Experts praised The Father for its stunningly accurate embodiment of dementia, with an entire paper published on the NIH relating the accuracy of the movie. Where some films ease the harshness of the disease, the film drops the viewer into a nonlinear narration, showing exactly how disorienting dementia truly is. Through clever camera work and an Oscar-winning performance, we see exactly how each stage of dementia looks and feels. Memory is slippery, time gets muddled, and facts become elusive. It also highlights the difficulty of the patient-caregiver relationship as the symptoms of the disease progress. Overall, the Father hits all the medical notes, covers medication options, how dementia feels from a patient perspective, and it’s all wrapped in a mystery for the viewer to unravel.

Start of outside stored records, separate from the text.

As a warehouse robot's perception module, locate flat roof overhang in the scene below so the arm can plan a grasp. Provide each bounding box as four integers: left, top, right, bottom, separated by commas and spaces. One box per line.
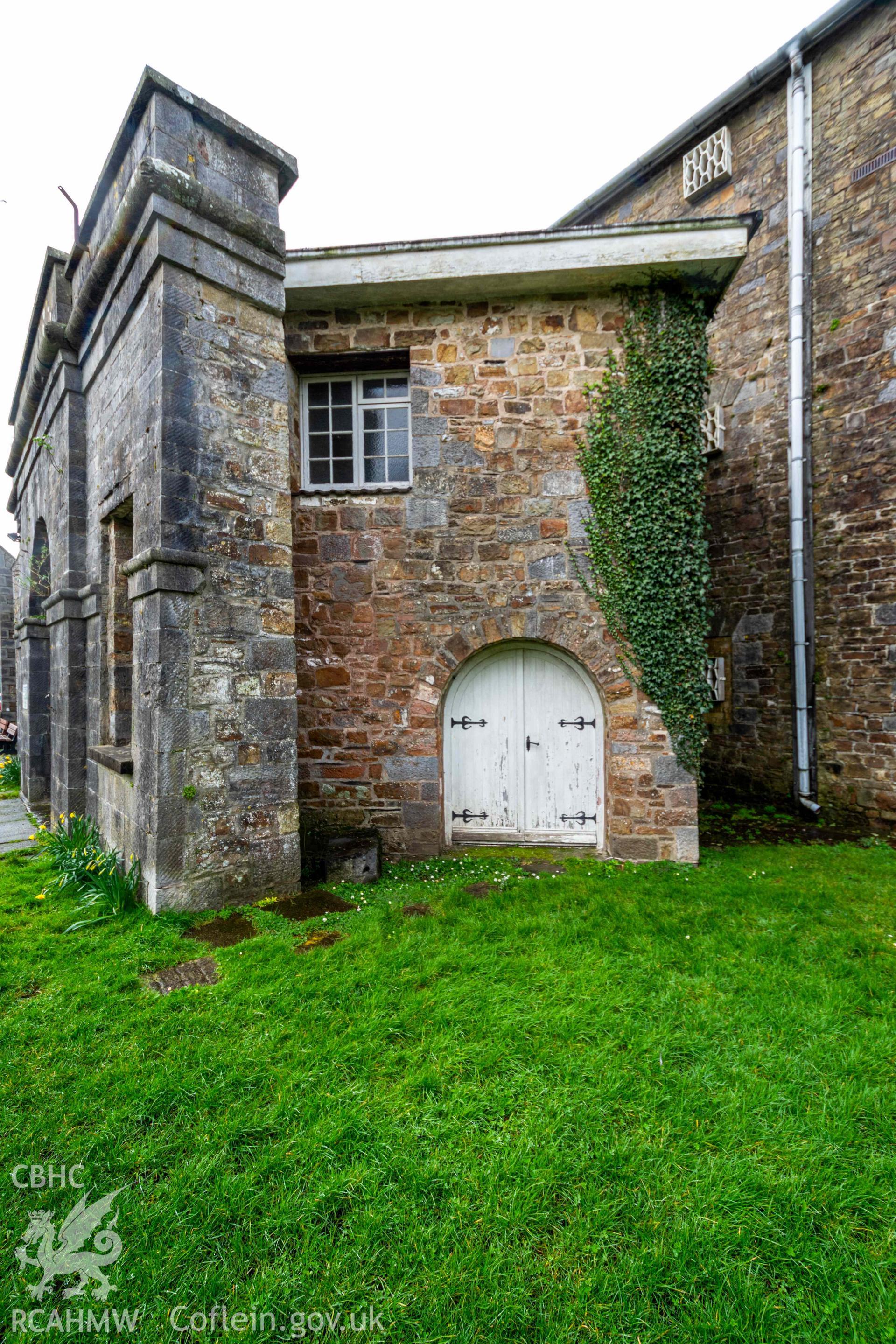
286, 212, 762, 312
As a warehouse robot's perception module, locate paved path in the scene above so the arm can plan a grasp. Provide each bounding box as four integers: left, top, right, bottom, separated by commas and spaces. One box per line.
0, 798, 36, 854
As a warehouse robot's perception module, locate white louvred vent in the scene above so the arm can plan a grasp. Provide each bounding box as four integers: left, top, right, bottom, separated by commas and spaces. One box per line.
681, 126, 731, 200
707, 657, 725, 704
700, 402, 725, 454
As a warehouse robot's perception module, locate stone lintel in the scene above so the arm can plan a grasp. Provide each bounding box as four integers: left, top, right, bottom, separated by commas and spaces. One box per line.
87, 743, 134, 774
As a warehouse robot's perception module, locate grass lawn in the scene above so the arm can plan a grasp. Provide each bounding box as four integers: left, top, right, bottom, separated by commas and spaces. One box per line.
0, 844, 896, 1344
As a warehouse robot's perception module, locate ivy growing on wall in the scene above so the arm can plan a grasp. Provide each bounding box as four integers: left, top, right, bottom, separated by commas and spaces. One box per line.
578, 287, 712, 774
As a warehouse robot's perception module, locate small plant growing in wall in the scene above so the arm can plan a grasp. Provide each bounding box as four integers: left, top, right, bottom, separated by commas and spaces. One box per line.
574, 287, 712, 774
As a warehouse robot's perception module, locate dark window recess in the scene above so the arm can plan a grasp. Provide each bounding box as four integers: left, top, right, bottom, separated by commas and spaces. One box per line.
106, 498, 134, 746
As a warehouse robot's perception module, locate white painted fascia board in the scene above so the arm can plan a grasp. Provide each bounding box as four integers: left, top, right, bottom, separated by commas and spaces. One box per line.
286, 218, 752, 309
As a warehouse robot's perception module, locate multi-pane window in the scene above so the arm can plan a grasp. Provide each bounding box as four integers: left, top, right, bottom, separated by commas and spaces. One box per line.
302, 372, 411, 490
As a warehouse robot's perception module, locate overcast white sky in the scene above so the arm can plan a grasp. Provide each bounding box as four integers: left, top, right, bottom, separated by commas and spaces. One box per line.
0, 0, 826, 550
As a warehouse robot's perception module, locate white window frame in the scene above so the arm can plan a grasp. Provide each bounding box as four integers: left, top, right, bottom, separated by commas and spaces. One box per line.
300, 368, 414, 495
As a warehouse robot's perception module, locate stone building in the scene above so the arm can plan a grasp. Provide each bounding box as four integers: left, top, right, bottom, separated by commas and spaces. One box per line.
8, 4, 896, 910
555, 0, 896, 825
8, 70, 755, 909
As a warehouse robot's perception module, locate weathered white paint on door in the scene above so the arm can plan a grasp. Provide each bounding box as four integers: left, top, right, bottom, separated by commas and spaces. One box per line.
443, 641, 603, 847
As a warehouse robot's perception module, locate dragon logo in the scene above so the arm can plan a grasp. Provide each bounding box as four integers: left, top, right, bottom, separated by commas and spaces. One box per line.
16, 1185, 124, 1302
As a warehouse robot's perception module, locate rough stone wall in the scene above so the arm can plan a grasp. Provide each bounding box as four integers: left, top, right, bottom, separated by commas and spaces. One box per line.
0, 547, 17, 723
583, 4, 896, 824
285, 294, 696, 859
813, 15, 896, 824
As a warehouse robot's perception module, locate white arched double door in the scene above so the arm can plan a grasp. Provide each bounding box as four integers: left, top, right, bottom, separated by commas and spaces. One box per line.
443, 641, 603, 847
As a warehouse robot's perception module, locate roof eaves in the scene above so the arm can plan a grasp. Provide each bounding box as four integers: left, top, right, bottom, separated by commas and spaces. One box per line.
9, 247, 69, 425
78, 66, 298, 257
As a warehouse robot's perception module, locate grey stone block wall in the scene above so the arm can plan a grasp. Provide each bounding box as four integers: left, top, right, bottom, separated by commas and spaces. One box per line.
7, 71, 300, 910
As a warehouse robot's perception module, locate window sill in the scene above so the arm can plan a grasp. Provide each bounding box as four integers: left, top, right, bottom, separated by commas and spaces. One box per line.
87, 743, 134, 774
298, 481, 414, 500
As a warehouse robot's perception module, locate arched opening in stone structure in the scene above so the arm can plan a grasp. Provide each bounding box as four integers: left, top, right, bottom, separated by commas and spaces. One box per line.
442, 640, 606, 848
19, 519, 52, 808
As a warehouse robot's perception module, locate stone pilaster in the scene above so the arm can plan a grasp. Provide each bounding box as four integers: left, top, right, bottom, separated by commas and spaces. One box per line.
16, 617, 51, 814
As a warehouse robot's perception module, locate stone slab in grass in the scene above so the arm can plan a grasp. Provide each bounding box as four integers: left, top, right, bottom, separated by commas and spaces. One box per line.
463, 882, 501, 901
182, 915, 258, 947
271, 887, 357, 921
295, 929, 343, 953
147, 957, 219, 994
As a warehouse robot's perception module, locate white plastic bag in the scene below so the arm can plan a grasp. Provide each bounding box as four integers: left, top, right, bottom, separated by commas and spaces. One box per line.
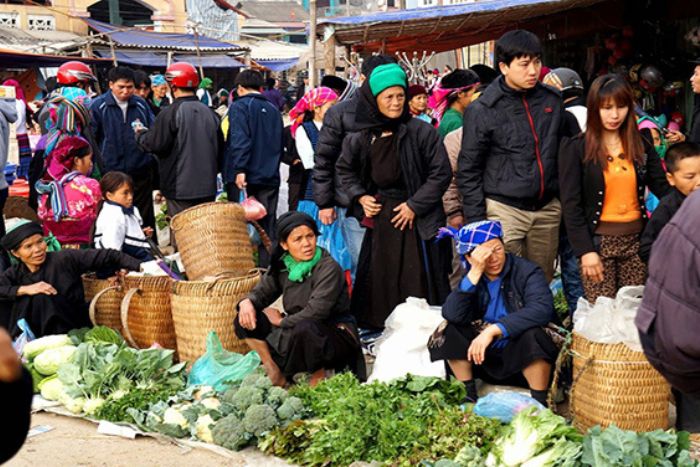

Eternal Sunshine of the Spotless Mind (2004)

A man discovers that his ex-girlfriend erased her memory of their relationship. But when he tries to do the same, he discovers he doesn’t want to forget and fights to keep his memories with her.

Joel Barish (Jim Carrey) and his girlfriend Clementine Kruczynski (Kate Winslet) don’t have the perfect relationship. But he never expected her to erase him entirely. He decides two can play that game, and visits the same clinic to undergo the procedure. As Joel relives their happier moments, he realizes he doesn’t want to forget Clementine. The more he fights to keep his memories intact, the harder the company works to delete them entirely, forcing Joel to face the truth of why they drifted apart and maybe give him a map to find her again.

While memories can be planted, deleting an entire relationship isn’t possible yet. But the film does create a fictionalized possibility through the very real process of reconsolidation. Rather than memory being a fixed “thing” in your brain, neuroscientists believe the brain recodes a memory every time it’s retrieved. In theory, if you block the protein synthesis that occurs when synapses connect neurons—what happens in memory reconsolidation, you could technically target a memory and erase it. Though they don’t go into detail, the process the company uses in the movie vaguely appears to be doing exactly this.

The movie also does a fairly accurate representation of how memory is formed in the brain, particularly through Joel’s journey through his mind as he tries to escape the procedure. While there are a lot of technical aspects the movie could hone in on, instead it focuses on the important role emotion plays in forming, storing, and retrieving memory. Overall, while the techniques might be plausible, they still aren’t possible—yet.


When a heist goes wrong, a valuable painting goes missing. The only problem is the person who took it can’t remember where it is.

Simon Newton (James McAvoy) was more than the auctioneer. He was the inside man. But when he attacks the leader in the middle of the theft, he gets hit on the head. When he wakes up, he has no memory of what happened in the moments before and after the attack. Through the help of a hypnotherapist (Rosario Dawson), he works to uncover his lost memories. But the truth is far more complicated than he ever imagined.

This tightly woven thriller has plenty of twists and turns, all tied to how head injuries can lead to memory loss. In cases of traumatic brain injuries, less than 3% of people had no memory loss. On the other side, 45% experienced memory loss for a month or longer. Clinicians were wary of hypnosis as an effective tool for memory recovery, however, more studies are emerging that show certain hypnotic techniques can be effective in helping patients with traumatic brain injuries recover lost memories while also aiding in alleviating anxiety and post-traumatic symptoms.